Max treedepth warnings in hierarchical multivariate model

Hi all. So I’ve been working on the model below for a few days now as an attempt to implement the models described here - nested domain multivariate hierarchical models. With simulated data the models are more or less recovering the correct answers, however in the current form I’m getting max treedepth warnings on virtually every iteration. On increasing the max-treedepth to 12. I’m still getting these errors 950 iterations out of 1000, although traceplots look a bit better. Its also super-slow. I’ve tried a few different things including re-parametrisation and altering the priors, but its not helping.

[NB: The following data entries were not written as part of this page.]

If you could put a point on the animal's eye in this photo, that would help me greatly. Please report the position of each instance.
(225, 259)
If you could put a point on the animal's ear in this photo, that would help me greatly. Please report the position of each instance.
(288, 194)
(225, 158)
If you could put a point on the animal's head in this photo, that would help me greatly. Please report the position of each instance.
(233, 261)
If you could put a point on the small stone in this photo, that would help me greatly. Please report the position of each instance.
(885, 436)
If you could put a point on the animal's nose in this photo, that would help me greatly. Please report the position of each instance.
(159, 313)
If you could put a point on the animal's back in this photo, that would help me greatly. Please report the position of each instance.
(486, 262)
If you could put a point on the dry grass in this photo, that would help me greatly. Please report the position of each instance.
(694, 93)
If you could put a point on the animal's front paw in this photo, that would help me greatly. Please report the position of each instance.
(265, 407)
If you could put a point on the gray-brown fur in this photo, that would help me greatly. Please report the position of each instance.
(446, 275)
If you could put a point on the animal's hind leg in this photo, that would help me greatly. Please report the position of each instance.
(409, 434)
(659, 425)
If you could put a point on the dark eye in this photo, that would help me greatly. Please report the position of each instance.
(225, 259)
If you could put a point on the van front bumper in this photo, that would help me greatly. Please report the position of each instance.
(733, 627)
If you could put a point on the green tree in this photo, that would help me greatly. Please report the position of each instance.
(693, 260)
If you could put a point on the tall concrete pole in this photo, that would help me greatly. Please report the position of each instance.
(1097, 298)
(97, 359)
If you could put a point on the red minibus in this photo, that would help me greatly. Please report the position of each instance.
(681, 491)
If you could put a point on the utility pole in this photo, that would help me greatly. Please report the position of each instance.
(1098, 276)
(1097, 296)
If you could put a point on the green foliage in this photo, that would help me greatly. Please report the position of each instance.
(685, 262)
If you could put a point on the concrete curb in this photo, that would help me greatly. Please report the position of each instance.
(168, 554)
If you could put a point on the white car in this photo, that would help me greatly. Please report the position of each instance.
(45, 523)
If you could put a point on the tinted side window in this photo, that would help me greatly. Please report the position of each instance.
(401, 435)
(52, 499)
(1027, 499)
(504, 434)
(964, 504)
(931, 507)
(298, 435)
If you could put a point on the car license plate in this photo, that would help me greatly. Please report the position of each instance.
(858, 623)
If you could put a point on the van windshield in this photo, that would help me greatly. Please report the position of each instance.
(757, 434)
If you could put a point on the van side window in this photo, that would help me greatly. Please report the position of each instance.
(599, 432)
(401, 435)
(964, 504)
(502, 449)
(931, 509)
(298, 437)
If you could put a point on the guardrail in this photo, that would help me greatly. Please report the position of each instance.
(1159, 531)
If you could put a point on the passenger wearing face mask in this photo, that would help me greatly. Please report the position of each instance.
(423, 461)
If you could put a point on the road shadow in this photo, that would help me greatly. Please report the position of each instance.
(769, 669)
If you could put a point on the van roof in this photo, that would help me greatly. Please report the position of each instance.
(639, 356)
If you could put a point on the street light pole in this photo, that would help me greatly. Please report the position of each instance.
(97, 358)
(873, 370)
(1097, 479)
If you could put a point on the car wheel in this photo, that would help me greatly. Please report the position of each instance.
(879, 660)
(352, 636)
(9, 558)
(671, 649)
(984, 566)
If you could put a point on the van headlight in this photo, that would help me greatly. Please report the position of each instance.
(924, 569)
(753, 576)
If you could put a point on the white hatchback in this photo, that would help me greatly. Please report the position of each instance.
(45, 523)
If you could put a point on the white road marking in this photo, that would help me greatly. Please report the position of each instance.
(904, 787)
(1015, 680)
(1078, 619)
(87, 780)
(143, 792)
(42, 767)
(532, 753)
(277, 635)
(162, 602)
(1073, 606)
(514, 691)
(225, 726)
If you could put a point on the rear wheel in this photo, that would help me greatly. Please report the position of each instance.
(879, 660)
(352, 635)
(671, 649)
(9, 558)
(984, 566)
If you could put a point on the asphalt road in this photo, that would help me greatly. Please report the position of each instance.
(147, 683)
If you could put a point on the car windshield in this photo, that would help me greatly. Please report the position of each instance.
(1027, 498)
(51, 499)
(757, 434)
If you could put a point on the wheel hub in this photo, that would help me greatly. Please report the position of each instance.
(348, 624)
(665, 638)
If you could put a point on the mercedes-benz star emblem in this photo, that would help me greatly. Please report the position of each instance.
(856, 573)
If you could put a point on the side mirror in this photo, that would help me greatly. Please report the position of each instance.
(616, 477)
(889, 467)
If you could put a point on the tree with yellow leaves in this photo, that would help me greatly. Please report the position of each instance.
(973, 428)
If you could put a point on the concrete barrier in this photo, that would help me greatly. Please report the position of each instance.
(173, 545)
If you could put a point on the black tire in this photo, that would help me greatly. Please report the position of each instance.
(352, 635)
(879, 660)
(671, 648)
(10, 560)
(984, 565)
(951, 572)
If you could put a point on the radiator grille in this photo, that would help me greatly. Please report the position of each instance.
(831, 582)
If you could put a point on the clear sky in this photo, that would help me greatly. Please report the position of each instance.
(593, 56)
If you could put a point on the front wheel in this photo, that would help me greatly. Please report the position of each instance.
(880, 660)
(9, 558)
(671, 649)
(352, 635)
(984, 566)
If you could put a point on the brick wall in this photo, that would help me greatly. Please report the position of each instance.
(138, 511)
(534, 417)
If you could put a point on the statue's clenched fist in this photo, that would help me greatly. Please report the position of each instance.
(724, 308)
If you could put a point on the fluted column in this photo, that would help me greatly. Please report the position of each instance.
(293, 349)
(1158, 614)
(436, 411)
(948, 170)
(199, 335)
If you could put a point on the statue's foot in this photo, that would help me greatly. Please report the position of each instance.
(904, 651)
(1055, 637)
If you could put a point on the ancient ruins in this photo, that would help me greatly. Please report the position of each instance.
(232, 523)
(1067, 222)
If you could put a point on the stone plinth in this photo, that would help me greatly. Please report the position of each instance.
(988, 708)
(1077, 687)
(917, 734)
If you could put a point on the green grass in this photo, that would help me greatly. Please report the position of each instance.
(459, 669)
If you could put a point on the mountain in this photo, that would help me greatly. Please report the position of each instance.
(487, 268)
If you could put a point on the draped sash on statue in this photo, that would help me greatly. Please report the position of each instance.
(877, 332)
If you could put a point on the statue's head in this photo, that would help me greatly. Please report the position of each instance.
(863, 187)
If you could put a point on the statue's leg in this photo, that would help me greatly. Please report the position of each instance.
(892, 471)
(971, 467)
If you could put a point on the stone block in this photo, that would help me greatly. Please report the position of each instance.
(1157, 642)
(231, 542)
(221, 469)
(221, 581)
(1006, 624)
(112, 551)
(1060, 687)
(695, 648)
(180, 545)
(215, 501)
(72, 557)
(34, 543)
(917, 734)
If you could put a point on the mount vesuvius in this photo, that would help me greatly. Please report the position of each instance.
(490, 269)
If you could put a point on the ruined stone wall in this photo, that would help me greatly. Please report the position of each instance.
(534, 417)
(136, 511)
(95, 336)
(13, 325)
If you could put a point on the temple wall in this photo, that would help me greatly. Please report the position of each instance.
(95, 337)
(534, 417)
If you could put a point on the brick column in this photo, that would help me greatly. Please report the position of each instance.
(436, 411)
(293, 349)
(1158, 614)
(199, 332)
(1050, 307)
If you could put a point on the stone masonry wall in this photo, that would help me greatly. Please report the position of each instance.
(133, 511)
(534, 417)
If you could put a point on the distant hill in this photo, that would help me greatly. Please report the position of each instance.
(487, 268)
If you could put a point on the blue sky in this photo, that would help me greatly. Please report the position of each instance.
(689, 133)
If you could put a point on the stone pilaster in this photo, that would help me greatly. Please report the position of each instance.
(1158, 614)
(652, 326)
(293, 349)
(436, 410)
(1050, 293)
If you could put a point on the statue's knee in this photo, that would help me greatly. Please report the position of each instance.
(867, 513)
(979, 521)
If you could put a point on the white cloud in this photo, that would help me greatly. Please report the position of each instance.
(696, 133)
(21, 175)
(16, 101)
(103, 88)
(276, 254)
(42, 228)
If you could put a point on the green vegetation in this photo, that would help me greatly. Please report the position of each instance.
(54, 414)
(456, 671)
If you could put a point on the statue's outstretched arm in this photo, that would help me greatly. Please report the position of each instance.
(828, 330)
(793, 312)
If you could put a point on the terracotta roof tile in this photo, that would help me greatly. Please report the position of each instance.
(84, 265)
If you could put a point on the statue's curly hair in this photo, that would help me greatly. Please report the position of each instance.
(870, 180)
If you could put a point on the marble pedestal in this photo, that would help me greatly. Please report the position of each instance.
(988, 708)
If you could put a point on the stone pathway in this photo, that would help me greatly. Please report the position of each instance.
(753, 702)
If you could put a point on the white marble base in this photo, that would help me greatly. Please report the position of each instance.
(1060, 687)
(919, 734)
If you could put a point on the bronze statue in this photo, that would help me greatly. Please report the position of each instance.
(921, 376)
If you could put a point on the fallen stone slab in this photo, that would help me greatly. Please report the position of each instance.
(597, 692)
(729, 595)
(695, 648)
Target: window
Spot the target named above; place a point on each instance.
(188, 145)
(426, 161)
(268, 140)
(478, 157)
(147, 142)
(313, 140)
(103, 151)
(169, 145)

Stuff I tried that didnt’ help is commented out in the code below. If I remove the beta_oc, beta0_dom and beta_dom terms the model behaves very well, but then I have no nesting of outcomes in domains which is what I want! However that makes me think the problem lies with those terms, although I’ve been unable to figure it out.
Model code below and I include a file for simulating data.

Any suggestions folks? Thanks in advance!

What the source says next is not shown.